Financial emergencies come in all shapes and sizes, but generally arise from a loss of income or a sudden, large expense. Examples include the following:
- A close relative dies and you need to fly internationally to attend the funeral
- You lose your job and remain unemployed for an extended period of time
- Unexpected medical expenses arise that are not covered by your health insurance
- Your roof starts leaking and needs replaced
Although this is subjective, I’m guessing emergency savings should not be used for things such as:
- The newest Ipad was just released and you don’t have it
- Your football team finally made the playoffs and you need to go
- You’ve always wanted to see Paris and airline tickets are 10% off
If you have adequate emergency savings, you can use these funds so that you don’t have to pawn your wedding ring, obtain on a payday loan,or rack up credit card debt which could exacerbate the predicament you are already in. You really can’t afford to not have a rainy day fund.
Where Should I Keep My Emergency Fund?
If you walk into a bank or other financial institution and ask to set up an emergency fund account, you will probably get a few raised eyebrows since there is no such product. It is up to each individual to choose and open an appropriate bank account to serve as the rainy day fund.
An emergency fund should be highly liquid and risk free since you need it to be safe and accessible at any time. You should also be earning a competitive rate of return on your emergency savings while it just sits there.
Open a newsavings or money market account for your emergency fund so that the funds are clearly separated from those you use on a regular basis. Keeping your emergency fund in your checking account that you use to pay your regular bills could be a recipe for failure.
How Much Emergency Savings Do I Need?
In a perfect world, you would save just enough to cover the emergencies that will arise. Why do I say that? I say that because I am a big proponent of keeping your assets working for you, and money in your emergency fund likely won’t be making you a whole lot of money. Historically, over long periods of time, money invested in riskier assets such as stocks has generally rewarded investors with higher returns than funds invested in ultra safe and liquid assets.
Having said that, this is not a perfect world and nobody knows when an emergency will arise or how much money we will need. Conventional wisdom suggests you should save 3 – 6 months worth of living expenses.
My answer is that “it depends.” It depends on a number of factors. It depends on what types of risks you are exposed to, how stable your job is, how many people you provide for, how well insured you are, what other assets and liabilities are on your personal balance sheet, and a number of other factors.
3 months of living expenses might be sufficient for a single individual with a very stable job and significant assets. However, 9 months might not be enough for a couple that works at the same company, have unstable jobs, a handful of children, no assets, and little other recourse.
When in doubt I suggest being extra conservative. After analyzing our own situation, my wife and I decided long ago that keeping 3 months of living expenses in our emergency fund was sufficient, and that is what we have stuck with. If our circumstances change some day, then we will adjust accordingly.

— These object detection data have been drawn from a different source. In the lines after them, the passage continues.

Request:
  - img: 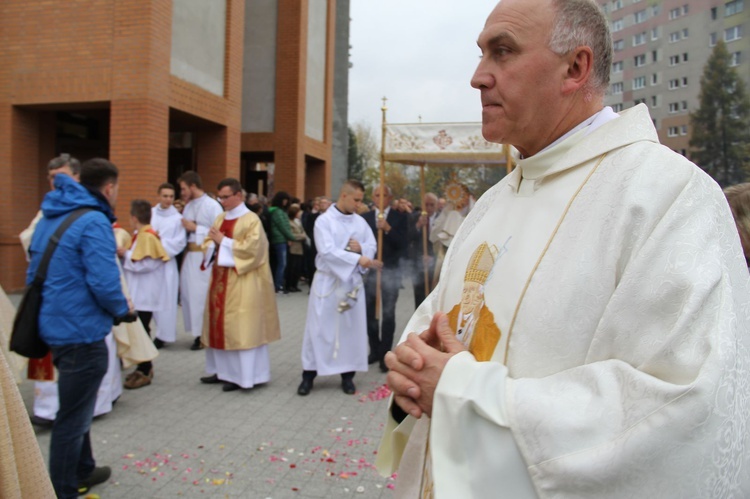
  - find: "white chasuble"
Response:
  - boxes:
[180,194,224,337]
[378,106,750,498]
[201,204,281,388]
[302,204,377,376]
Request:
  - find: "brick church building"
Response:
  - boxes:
[0,0,349,291]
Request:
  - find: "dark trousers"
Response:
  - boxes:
[273,241,289,291]
[302,371,354,381]
[136,310,154,374]
[49,340,109,499]
[284,253,304,291]
[365,268,401,360]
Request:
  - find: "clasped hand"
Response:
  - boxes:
[208,227,224,246]
[385,312,466,418]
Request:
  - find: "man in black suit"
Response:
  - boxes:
[362,185,409,372]
[410,192,438,308]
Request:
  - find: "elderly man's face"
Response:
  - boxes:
[471,0,567,156]
[47,164,78,191]
[159,187,174,210]
[372,187,392,209]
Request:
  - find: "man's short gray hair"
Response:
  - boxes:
[47,153,81,175]
[372,184,393,197]
[549,0,612,94]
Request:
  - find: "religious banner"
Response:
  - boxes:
[383,123,507,166]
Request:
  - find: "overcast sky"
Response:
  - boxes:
[349,0,497,135]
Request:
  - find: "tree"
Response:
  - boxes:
[347,123,380,180]
[690,41,750,187]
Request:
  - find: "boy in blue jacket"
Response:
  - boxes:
[26,158,133,499]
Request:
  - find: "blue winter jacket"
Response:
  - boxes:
[26,175,128,345]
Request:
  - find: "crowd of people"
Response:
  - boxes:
[0,0,750,498]
[11,154,456,497]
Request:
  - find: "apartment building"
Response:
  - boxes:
[600,0,750,157]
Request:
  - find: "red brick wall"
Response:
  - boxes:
[241,0,336,203]
[0,0,244,290]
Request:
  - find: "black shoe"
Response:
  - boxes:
[201,374,223,385]
[190,336,203,350]
[297,379,312,397]
[78,466,112,496]
[341,379,357,395]
[30,416,55,428]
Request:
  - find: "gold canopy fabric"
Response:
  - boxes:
[384,123,506,166]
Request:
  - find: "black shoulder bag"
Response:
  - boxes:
[10,208,92,359]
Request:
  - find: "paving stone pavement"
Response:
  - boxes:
[11,280,414,499]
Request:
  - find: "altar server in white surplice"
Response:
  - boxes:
[151,183,187,348]
[297,180,382,395]
[179,171,224,350]
[377,0,750,499]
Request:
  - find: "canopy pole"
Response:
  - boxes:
[375,97,388,319]
[503,144,513,173]
[424,163,430,300]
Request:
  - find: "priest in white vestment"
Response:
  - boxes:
[377,0,750,498]
[179,171,223,350]
[201,178,281,392]
[151,183,187,348]
[297,180,382,396]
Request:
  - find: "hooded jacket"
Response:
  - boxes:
[26,175,128,346]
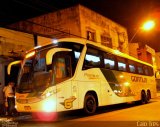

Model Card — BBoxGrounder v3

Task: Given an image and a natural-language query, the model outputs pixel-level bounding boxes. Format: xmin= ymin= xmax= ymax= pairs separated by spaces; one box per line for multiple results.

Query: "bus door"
xmin=52 ymin=51 xmax=75 ymax=111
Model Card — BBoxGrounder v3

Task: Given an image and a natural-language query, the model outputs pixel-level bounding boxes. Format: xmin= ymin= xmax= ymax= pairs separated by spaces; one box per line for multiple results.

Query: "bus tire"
xmin=84 ymin=94 xmax=97 ymax=115
xmin=141 ymin=91 xmax=148 ymax=104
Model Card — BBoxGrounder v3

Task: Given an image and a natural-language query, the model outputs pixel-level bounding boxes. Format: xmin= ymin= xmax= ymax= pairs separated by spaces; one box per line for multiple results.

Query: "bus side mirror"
xmin=46 ymin=48 xmax=72 ymax=65
xmin=155 ymin=71 xmax=160 ymax=79
xmin=7 ymin=60 xmax=22 ymax=75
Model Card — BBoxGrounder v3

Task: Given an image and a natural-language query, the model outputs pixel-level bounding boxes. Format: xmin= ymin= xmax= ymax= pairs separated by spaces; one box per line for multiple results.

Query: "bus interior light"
xmin=25 ymin=51 xmax=35 ymax=59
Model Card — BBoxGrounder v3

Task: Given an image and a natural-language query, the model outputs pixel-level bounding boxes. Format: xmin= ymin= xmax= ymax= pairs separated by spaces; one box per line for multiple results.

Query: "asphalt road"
xmin=1 ymin=97 xmax=160 ymax=127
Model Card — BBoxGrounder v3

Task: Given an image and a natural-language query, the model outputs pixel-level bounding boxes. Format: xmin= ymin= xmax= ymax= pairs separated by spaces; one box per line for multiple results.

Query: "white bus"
xmin=10 ymin=38 xmax=156 ymax=115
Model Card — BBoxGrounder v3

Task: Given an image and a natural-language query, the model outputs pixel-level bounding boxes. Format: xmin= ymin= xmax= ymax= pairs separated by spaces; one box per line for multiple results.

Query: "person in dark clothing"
xmin=3 ymin=82 xmax=15 ymax=116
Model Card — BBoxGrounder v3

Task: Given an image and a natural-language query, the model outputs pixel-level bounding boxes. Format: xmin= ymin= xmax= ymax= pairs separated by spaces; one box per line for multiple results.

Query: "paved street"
xmin=0 ymin=97 xmax=160 ymax=127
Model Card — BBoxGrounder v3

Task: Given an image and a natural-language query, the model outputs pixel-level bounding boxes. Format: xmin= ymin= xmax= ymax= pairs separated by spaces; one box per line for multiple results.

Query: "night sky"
xmin=0 ymin=0 xmax=160 ymax=51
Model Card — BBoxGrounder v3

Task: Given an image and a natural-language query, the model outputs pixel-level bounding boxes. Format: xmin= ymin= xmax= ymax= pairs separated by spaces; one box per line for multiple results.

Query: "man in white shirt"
xmin=3 ymin=82 xmax=15 ymax=116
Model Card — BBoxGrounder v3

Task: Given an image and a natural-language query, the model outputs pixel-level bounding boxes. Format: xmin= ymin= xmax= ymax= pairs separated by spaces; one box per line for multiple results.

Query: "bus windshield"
xmin=17 ymin=51 xmax=52 ymax=93
xmin=17 ymin=42 xmax=83 ymax=93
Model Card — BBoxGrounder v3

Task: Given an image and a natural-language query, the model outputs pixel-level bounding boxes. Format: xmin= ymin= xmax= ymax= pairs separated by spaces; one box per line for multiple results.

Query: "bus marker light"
xmin=43 ymin=100 xmax=56 ymax=112
xmin=25 ymin=51 xmax=35 ymax=59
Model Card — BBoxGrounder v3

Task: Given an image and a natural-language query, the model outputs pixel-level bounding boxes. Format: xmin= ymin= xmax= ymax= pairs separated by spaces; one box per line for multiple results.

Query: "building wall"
xmin=11 ymin=5 xmax=128 ymax=53
xmin=128 ymin=43 xmax=139 ymax=59
xmin=0 ymin=28 xmax=34 ymax=84
xmin=0 ymin=28 xmax=34 ymax=56
xmin=79 ymin=5 xmax=128 ymax=53
xmin=10 ymin=6 xmax=81 ymax=42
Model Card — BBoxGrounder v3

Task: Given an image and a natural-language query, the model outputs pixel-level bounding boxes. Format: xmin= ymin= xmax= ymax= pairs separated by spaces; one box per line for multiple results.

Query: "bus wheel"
xmin=141 ymin=91 xmax=148 ymax=104
xmin=84 ymin=94 xmax=97 ymax=115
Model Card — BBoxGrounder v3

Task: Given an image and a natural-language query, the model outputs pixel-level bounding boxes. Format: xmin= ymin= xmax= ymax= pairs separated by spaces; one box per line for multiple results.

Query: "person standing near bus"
xmin=3 ymin=82 xmax=15 ymax=116
xmin=0 ymin=82 xmax=4 ymax=116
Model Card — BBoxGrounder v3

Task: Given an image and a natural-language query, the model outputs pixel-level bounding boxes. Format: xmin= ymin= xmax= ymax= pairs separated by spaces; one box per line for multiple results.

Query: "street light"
xmin=129 ymin=20 xmax=155 ymax=43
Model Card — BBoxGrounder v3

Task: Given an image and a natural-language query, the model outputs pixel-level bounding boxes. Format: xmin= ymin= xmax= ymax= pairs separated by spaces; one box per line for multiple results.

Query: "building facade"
xmin=10 ymin=5 xmax=128 ymax=53
xmin=0 ymin=28 xmax=34 ymax=85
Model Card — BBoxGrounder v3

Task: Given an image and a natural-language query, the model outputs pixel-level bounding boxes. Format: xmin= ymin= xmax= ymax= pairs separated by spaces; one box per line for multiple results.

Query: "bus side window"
xmin=137 ymin=64 xmax=144 ymax=74
xmin=104 ymin=53 xmax=115 ymax=69
xmin=53 ymin=52 xmax=72 ymax=84
xmin=117 ymin=57 xmax=127 ymax=71
xmin=83 ymin=48 xmax=102 ymax=70
xmin=143 ymin=66 xmax=149 ymax=75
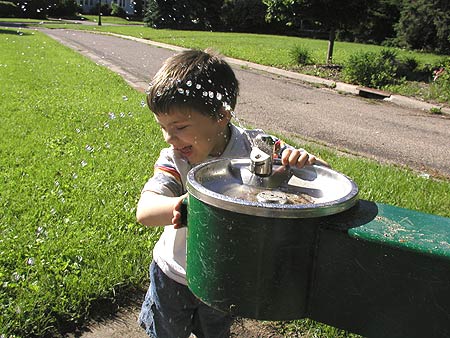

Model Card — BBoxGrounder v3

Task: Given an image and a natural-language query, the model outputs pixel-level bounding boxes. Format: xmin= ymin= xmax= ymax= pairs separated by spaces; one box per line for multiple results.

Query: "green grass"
xmin=0 ymin=29 xmax=450 ymax=337
xmin=0 ymin=29 xmax=163 ymax=337
xmin=20 ymin=19 xmax=442 ymax=67
xmin=22 ymin=21 xmax=450 ymax=104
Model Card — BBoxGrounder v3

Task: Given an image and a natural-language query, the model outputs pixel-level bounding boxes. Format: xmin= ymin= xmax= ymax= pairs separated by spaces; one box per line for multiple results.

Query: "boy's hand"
xmin=281 ymin=148 xmax=329 ymax=168
xmin=172 ymin=194 xmax=188 ymax=229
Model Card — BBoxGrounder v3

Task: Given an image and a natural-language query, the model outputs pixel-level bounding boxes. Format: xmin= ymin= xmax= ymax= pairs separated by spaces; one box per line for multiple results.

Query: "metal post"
xmin=98 ymin=0 xmax=102 ymax=26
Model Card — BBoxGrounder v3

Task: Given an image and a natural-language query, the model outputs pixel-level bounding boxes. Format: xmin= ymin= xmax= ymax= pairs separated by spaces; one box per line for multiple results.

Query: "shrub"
xmin=431 ymin=57 xmax=450 ymax=103
xmin=290 ymin=45 xmax=314 ymax=65
xmin=343 ymin=49 xmax=398 ymax=88
xmin=0 ymin=1 xmax=19 ymax=18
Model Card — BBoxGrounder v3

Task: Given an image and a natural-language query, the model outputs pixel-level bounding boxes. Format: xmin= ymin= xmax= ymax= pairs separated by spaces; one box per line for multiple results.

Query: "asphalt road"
xmin=43 ymin=30 xmax=450 ymax=178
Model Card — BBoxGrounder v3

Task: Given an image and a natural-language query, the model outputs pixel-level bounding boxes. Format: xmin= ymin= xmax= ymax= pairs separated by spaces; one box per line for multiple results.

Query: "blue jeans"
xmin=138 ymin=261 xmax=233 ymax=338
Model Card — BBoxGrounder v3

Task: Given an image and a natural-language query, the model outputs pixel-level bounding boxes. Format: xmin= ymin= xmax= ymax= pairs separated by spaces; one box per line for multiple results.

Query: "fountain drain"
xmin=256 ymin=190 xmax=288 ymax=204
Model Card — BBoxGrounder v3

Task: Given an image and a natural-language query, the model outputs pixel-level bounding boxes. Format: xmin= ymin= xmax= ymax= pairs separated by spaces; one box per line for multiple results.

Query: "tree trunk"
xmin=327 ymin=27 xmax=336 ymax=64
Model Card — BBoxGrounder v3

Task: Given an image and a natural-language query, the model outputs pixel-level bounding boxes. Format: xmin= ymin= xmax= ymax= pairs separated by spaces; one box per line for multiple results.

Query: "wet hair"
xmin=146 ymin=49 xmax=239 ymax=118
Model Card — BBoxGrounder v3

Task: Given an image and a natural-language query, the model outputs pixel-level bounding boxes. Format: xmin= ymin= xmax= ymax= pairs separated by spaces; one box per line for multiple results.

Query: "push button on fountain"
xmin=256 ymin=190 xmax=288 ymax=204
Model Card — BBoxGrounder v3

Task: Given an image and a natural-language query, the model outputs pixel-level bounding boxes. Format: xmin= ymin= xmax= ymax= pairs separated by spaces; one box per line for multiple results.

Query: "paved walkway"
xmin=4 ymin=23 xmax=450 ymax=338
xmin=40 ymin=30 xmax=450 ymax=177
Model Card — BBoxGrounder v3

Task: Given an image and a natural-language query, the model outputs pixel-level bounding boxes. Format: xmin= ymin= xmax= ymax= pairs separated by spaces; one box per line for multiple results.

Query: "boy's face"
xmin=155 ymin=109 xmax=230 ymax=164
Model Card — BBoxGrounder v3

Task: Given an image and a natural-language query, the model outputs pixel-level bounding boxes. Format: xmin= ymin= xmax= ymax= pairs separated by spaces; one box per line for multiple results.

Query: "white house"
xmin=76 ymin=0 xmax=135 ymax=15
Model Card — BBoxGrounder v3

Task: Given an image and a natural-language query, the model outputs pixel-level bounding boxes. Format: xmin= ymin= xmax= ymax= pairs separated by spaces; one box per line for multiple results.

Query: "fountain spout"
xmin=250 ymin=134 xmax=275 ymax=177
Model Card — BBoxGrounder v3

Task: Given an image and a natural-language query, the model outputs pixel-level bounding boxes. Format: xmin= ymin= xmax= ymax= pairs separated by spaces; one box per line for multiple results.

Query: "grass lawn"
xmin=0 ymin=26 xmax=450 ymax=337
xmin=17 ymin=20 xmax=450 ymax=105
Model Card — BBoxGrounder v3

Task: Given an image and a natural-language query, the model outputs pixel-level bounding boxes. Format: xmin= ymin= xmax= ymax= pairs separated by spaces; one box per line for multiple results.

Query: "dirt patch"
xmin=62 ymin=295 xmax=285 ymax=338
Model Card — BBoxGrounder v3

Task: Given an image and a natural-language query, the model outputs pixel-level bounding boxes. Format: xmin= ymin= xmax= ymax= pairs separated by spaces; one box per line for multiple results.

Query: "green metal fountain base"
xmin=187 ymin=199 xmax=450 ymax=338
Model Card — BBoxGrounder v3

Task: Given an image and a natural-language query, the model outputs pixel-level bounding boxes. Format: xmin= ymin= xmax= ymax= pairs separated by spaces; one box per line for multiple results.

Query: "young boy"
xmin=136 ymin=50 xmax=326 ymax=338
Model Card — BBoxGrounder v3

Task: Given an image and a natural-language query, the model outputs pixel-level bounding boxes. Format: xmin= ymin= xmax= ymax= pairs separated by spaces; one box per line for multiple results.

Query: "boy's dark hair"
xmin=147 ymin=49 xmax=239 ymax=117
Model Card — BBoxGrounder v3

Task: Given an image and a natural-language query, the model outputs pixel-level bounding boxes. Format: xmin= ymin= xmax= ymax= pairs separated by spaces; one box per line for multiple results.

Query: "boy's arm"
xmin=136 ymin=191 xmax=186 ymax=228
xmin=281 ymin=148 xmax=330 ymax=168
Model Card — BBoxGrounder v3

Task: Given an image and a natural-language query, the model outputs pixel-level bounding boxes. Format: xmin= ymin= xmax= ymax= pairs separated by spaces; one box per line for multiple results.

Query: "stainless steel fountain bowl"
xmin=187 ymin=158 xmax=358 ymax=218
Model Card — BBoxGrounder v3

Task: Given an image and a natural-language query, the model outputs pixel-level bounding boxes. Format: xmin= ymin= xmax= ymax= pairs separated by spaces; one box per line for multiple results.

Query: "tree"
xmin=263 ymin=0 xmax=374 ymax=63
xmin=395 ymin=0 xmax=450 ymax=53
xmin=144 ymin=0 xmax=223 ymax=30
xmin=338 ymin=0 xmax=402 ymax=44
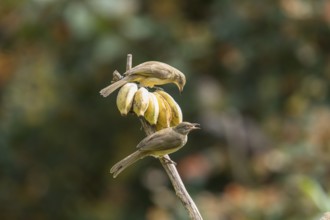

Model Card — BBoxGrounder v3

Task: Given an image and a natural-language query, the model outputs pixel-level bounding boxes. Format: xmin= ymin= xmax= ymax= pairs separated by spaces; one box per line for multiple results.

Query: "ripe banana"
xmin=155 ymin=90 xmax=183 ymax=127
xmin=154 ymin=92 xmax=172 ymax=131
xmin=144 ymin=92 xmax=159 ymax=125
xmin=117 ymin=83 xmax=138 ymax=116
xmin=133 ymin=87 xmax=149 ymax=116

How Do I Start My Rainy Day Fund?
You probably won’t be able to save en entire rainy day fund overnight, but you can get started by saving something, anything, in a new high yield saving account or money market account. I say “new” since these funds should be separated from your other funds.
Start small if you need to. Even contributing $50 or $100 a month towards your rainy day fund is better than nothing. Making a budget will help you know how much you can save each month.
In order to build your emergency fund quicker, see if there are any expenses you can trim or additional ways you can earn more money. You can also sell belongings you no longer need on Amazon or use your tax refund to give your emergency savings a boost.
Figure out what you can save and make a plan to put money away every week or month until you have reached your emergency fund goal.
Set up an automatic deposit or transfer from your paycheck or checking account to your new rainy day fund savings account each month so that you won’t forget. You likely won’t even notice the money is gone.
Once you have set up your account and have developed your plan, stick to it. Don’t invade your rainy day fund for things that aren’t emergencies, however tempting it might be.